Now $0 \equiv 1+i$ and $1 \equiv i$ and so $\mathbb Z[i]$ mod $(1+i)$ has only two classes and must be $\mathbb Z_2$.
On
It seems you are in the context of rings.
Note that $i$ is invertible in $\mathbb{Z}[i]$, so the ideal it generates is the whole ring. Hence the quotient $\mathbb{Z}[i]/\langle i\rangle$ is the trivial ring.
For the second part, consider $a+bi=a-b+b(1+i)$ and the ring homomorphism $$ \varphi\colon\mathbb{Z}[i]\to\mathbb{Z}/2\mathbb{Z} $$ defined by $\varphi(a+bi)=[a-b]$ where $[x]$ denotes the residue class of $x$ modulo $2$ (prove it is a ring homomorphism and that its kernel is $\langle 1+i\rangle$).

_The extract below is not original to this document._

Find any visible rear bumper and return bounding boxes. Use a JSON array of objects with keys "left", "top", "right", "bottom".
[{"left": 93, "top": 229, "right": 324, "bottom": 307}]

To show the first isomorphism you can use one of the isomorphism theorems:
$$(A+I)/I \cong A/(A\cap I) $$
In this case $A=\mathbb{Z}\subseteq \mathbb{Z}[i]$ and $I=(i)$.
In the second case, note that $(i+1)^{2}=(2)$, so we have $\mathbb{Z}\cap (i+1)^{2}=(2)$. Then apply again the same theorem.